Officer who resigned over Indian govt's treatment of Kashmiris asked to resume duty

Published August 29, 2019
An officer of the Indian Administrative Service, Kannan Gopinathan, resigned in protest of the Indian government's treatment of the people of occupied Kashmir. — Photo courtesy The Wire
An officer of the Indian Administrative Service, Kannan Gopinathan, resigned in protest of the Indian government's treatment of the people of occupied Kashmir. — Photo courtesy The Wire

An officer of the Indian Administrative Service (IAS), who resigned in protest of the Indian government's treatment of the people of occupied Kashmir, has been asked to resume duty until his resignation is accepted, The Wire reported on Thursday.

According to The Wire, Kannan Gopinathan, who submitted his resignation on August 21, had said: "This is not Yemen, this is not the 1970s, that you can deny basic rights to an entire people and nobody will say anything about it. It has been 20 days since there has been a lockdown on a whole region with all kinds of restrictions.

"I cannot remain silent over this even if this means I have to resign from the IAS in order to speak freely and that is what I have done."
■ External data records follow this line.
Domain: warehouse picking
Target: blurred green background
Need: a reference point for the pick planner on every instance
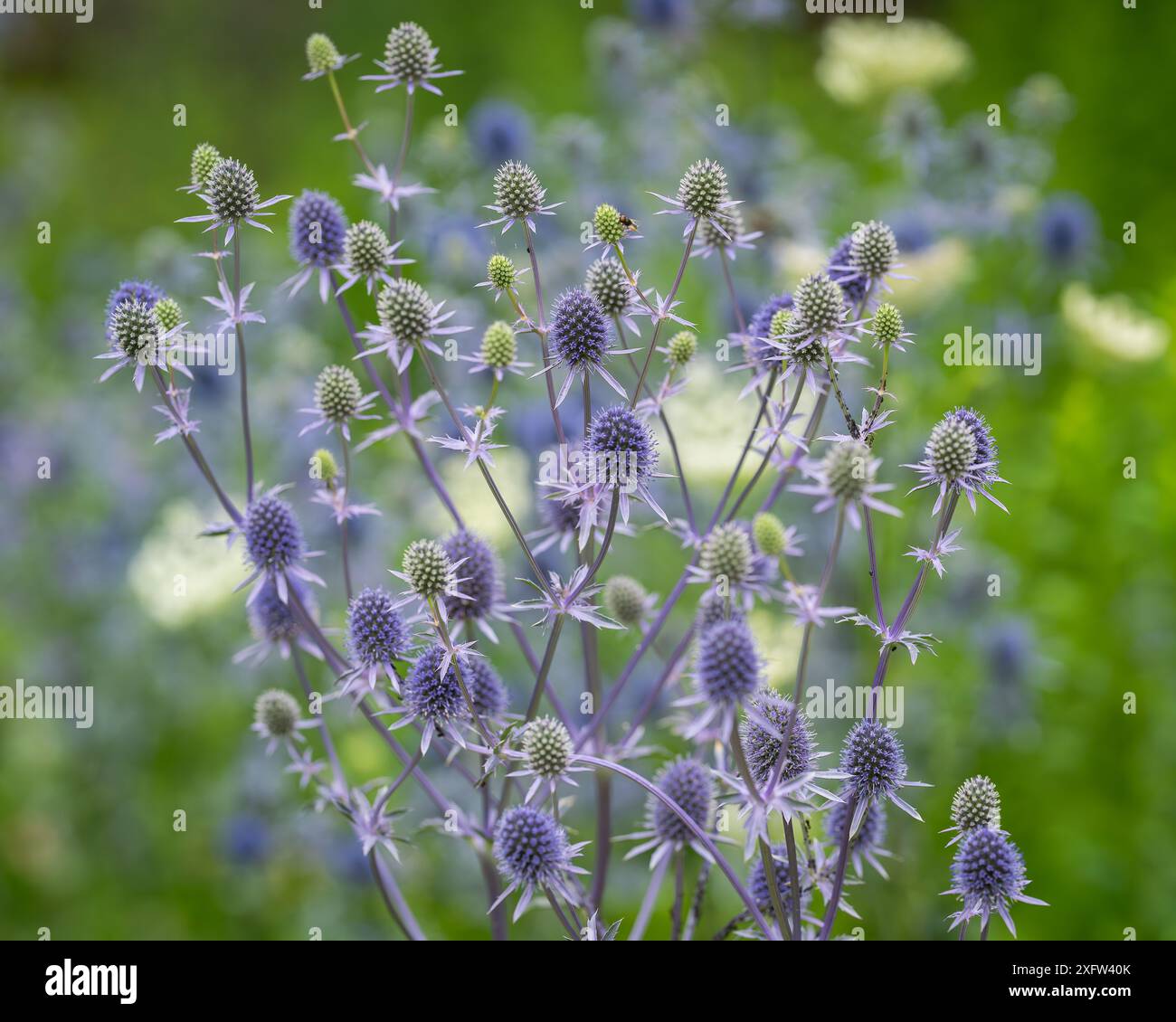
(1028, 686)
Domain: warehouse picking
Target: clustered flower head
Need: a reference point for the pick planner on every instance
(988, 873)
(532, 850)
(376, 634)
(961, 455)
(204, 157)
(433, 694)
(626, 600)
(481, 586)
(410, 59)
(624, 446)
(681, 348)
(873, 250)
(875, 766)
(607, 282)
(428, 570)
(277, 716)
(727, 553)
(690, 783)
(975, 803)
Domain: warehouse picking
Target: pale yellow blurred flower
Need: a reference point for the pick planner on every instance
(179, 575)
(867, 60)
(1114, 324)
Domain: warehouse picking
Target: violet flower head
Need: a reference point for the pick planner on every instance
(274, 546)
(875, 766)
(410, 59)
(532, 850)
(317, 232)
(376, 635)
(961, 455)
(988, 873)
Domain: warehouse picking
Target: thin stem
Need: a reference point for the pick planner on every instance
(194, 450)
(342, 525)
(245, 373)
(700, 835)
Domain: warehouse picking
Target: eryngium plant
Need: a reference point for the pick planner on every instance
(419, 662)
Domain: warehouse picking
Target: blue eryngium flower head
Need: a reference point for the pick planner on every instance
(481, 584)
(729, 666)
(763, 743)
(988, 873)
(623, 446)
(845, 273)
(607, 282)
(376, 634)
(1068, 230)
(975, 803)
(318, 227)
(141, 289)
(580, 332)
(961, 454)
(866, 845)
(274, 546)
(486, 688)
(432, 696)
(877, 767)
(692, 784)
(532, 850)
He said "he could not continue to do his job while seeing that the bureaucratic machinery was being misused to curtail people’s rights and freedoms, and there was an ‘Emergency’ in place".

Additionally, the IAS officer said that after he had decided to resign, efforts were made to "discredit his opinion by saying that he had charges of misconduct against him".

Quoting the Press Trust of India, the publication reported that Gopinathan was issued a notice by the department he had been posted in, which cited rules from the personnel and training department stating that a government official's resignation was effective after being accepted.

"Therefore, you are hereby directed to continue attending to your assigned duties immediately, till a decision is taken on your resignation," the notice said.

Gopinathan told PTI that he was not aware of the notice.

India's government, led by the Hindu-nationalist Bharatiya Janata Party, decided on August 5 to repeal of Article 370 of the Indian constitution, that granted occupied Kashmir special status. The government instituted a security lockdown and communications blackout to avoid violence. The clampdown is now on its 25th day.